Oleh Tarli Nugroho
Pembaca media
Hari ini (Rabu, 25 Juni 2014), Koran Tempo di halaman tujuh memuat pernyataan Goenawan Mohamad (GM) bahwa "media massa tidak harus bersikap netral dalam kebijakan pemberitaannya". Yang penting, menurutnya, isinya "tidak memfitnah". Untuk menguatkan pendapatnya, GM menggunakan contoh Majalah Fikiran Ra'jat yang dipimpin Soekarno pada tahun 1930-an. Bung Karno juga tidak netral ketika menulis, ujarnya.
Menurut saya, "tidak harus" adalah bentuk pernyataan spekulatif penuh keraguan. Itu lebih mewakili sikap pembenaran daripada ikhtiar yang benar-benar untuk merumuskan ulang, jika itu memang diperlukan, hal-hal terkait standar jurnalistik. Dengan mengkontraskan "boleh tidak netral" dengan "fitnah" dalam posisi yang secara konseptual seolah equal, pernyataan itu secara tidak langsung juga sedang meremehkan standar liputan berimbang. Asal bukan fitnah, media boleh bersikap tidak netral dengan mengabaikan cover both sides, misalnya. Saya tidak percaya ucapan macam itu bisa keluar dari seorang yang sering disebut sebagai salah satu "empu jurnalis(tik)" di Indonesia, dan itu diucapkan pada peringatan pembredelan sebuah media yang dulu sering disebut sebagai barometer standar jurnalistik. Zaim Uchrowi dulu bahkan pernah menyebutnya sebagai kuil. Ya, kuil, tempat para rahib dan pendekar berlatih mengasah ketajaman pena dan pikiran.
Memasukan "fitnah" sebagai sebuah ukuran verbal dalam jurnalisme juga cukup problematis. Bukan substansinya, tapi verbalismenya. Ukuran "faktual" dan "cover both sides" sebenarnya sudah cukup memagari standar jurnalistik. Saya khawatir, hanya karena intensi untuk memberikan pembenaran atas kekacauan praktik jurnalisme politik paling kurang pada dua tahun terakhir ini, setelah ini jangan-jangan "suudzon" (prasangka buruk) juga menjadi ukuran baru yang lain. Bagaimana, misalnya, para jurnalis bisa melakukan liputan investigatif jika "presumption of guilty" yang biasanya menjadi dasar sebuah liputan investigatif tiba-tiba dianggap sebagai 'suudzon', sebuah sikap yang dalam kacamata agama bernilai dosa. Menyerap kosakata sejenis "fitnah" ke dalam perbincangan jurnalistik, apalagi dilakukan oleh para jurnalis sendiri, menurut saya adalah sebuah kemunduran dengan komplikasi terusan yang tak terbayangkan.

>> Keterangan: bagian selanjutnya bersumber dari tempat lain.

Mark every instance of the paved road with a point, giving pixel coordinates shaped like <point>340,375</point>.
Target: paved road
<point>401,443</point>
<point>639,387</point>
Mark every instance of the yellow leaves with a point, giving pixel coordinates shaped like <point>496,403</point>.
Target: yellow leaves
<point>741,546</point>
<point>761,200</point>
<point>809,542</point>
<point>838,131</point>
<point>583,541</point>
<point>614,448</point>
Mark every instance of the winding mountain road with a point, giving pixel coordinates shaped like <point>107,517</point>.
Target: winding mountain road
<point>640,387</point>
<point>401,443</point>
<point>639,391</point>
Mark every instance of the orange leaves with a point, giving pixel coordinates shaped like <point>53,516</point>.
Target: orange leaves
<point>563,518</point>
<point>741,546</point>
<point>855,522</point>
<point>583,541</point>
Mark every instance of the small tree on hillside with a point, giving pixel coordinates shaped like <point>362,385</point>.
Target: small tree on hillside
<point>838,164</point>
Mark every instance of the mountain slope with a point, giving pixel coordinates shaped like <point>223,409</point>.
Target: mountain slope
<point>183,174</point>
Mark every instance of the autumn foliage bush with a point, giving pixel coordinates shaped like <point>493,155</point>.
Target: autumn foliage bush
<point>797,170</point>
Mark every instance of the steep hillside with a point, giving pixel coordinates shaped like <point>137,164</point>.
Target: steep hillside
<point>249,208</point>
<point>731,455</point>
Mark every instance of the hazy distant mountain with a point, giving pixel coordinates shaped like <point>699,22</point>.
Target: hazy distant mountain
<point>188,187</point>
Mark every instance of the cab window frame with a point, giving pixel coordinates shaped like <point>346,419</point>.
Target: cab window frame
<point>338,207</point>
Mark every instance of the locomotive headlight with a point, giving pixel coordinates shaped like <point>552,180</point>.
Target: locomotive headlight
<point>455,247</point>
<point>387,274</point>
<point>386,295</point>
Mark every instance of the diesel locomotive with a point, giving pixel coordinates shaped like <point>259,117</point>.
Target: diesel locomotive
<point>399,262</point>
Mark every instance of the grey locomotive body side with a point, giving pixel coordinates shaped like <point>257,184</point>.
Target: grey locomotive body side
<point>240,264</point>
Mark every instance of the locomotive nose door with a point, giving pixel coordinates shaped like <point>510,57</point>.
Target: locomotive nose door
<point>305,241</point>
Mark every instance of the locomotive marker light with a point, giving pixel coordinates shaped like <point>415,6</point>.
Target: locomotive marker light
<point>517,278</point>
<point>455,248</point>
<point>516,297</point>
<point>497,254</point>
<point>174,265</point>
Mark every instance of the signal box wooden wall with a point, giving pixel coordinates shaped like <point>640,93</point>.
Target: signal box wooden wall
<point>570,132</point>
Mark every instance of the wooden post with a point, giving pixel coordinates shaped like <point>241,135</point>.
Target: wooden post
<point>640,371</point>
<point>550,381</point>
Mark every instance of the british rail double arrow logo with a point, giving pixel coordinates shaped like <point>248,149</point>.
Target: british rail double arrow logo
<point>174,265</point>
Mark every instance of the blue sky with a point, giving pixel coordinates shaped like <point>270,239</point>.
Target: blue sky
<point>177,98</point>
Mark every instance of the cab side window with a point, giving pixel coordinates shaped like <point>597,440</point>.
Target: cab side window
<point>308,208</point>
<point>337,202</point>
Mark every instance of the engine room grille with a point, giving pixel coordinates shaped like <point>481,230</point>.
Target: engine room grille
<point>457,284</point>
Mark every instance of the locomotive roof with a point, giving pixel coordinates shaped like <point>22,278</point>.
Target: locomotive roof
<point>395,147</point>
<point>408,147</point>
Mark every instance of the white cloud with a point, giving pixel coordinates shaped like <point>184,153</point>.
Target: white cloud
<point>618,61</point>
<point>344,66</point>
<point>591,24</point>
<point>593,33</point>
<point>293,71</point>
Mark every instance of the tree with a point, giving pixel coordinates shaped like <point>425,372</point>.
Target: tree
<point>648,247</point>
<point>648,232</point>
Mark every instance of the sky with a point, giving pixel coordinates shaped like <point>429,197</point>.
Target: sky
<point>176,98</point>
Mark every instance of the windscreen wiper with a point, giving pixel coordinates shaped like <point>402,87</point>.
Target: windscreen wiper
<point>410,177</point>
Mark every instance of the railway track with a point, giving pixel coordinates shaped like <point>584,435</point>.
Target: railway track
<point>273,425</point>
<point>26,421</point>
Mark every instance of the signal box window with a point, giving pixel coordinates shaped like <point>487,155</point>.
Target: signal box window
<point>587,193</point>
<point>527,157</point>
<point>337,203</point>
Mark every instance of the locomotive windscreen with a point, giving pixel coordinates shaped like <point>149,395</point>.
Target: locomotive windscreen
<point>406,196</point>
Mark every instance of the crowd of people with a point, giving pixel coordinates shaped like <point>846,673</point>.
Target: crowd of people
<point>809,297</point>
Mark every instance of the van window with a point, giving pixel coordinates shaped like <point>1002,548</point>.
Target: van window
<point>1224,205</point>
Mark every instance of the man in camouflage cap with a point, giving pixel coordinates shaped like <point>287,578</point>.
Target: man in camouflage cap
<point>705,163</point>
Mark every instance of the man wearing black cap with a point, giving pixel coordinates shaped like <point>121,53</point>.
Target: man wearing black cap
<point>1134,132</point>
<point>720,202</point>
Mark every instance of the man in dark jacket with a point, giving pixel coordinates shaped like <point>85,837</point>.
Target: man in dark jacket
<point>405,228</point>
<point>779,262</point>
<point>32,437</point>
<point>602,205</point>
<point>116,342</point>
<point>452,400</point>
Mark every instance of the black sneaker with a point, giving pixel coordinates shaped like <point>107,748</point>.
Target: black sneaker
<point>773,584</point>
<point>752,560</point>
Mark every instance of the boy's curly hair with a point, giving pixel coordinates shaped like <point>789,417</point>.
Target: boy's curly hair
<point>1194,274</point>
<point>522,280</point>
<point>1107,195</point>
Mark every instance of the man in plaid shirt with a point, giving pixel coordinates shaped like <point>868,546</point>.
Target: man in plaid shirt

Dan terus terang saya merasa geli ketika GM menggunakan Fikiran Ra'jat sebagai contoh ukuran bagi jurnalisme yang tidak netral itu. Fikiran Ra'jat adalah media agitasi dan propaganda (agitprop) kaum pergerakan kebangsaan, seperti halnya Majalah Daulat Ra'jat yang digawangi Hatta, dan media-media kaum pergerakan lainnya di masa itu. Media-media itu diterbitkan sebagai alat propaganda untuk menyebarkan kesadaran kebangsaan. Tepatkah menjadikan media propaganda sebagai standar jurnalistik? Kalau begitu, apakah GM sedang memproklamirkan secara terbuka bahwa media yang pernah dilahirkannya kini juga adalah sejenis media agitprop?! Selain faktor "fitnah", berarti tak ada bedanya dong antara Koran Tempo dengan Obor Rakyat jika begitu?! Apa memang iya begitu?
Pertanyaan lain saya, bukankah dulu GM dan kawan-kawannya pernah sangat menggelisahkan model pemberitaan Harian Rakjat dan rombongannya? Kenapa dulu digelisahkan jika logika yang sama, bahwa media pada dasarnya hanyalah alat propaganda untuk membela kepentingan politik yang diimani, kini justru digunakan sebagai legitimasi untuk membela praktik jurnalistik yang diimaninya sendiri?! Kemana gerangan kegelisahannya dulu itu?!
Akhirnya, tak ada yang lebih menggelikan daripada seorang pejuang kejatuhan Soekarno yang kemudian menggunakan Soekarno sebagai pembela posisinya hari ini, dan seorang pejuang Orde Baru yang kini mengkampanyekan ketakutan pada orde yang pernah didirikannya itu.
Begitulah politik. Dan sepertinya begitulah setiap orang berpolitik hari ini. Tapi, jika begitu, kenapa ada yang merasa dirinya lebih suci, lebih benar, sehingga lebih berhak menentukan kebenaran bagi semua orang?!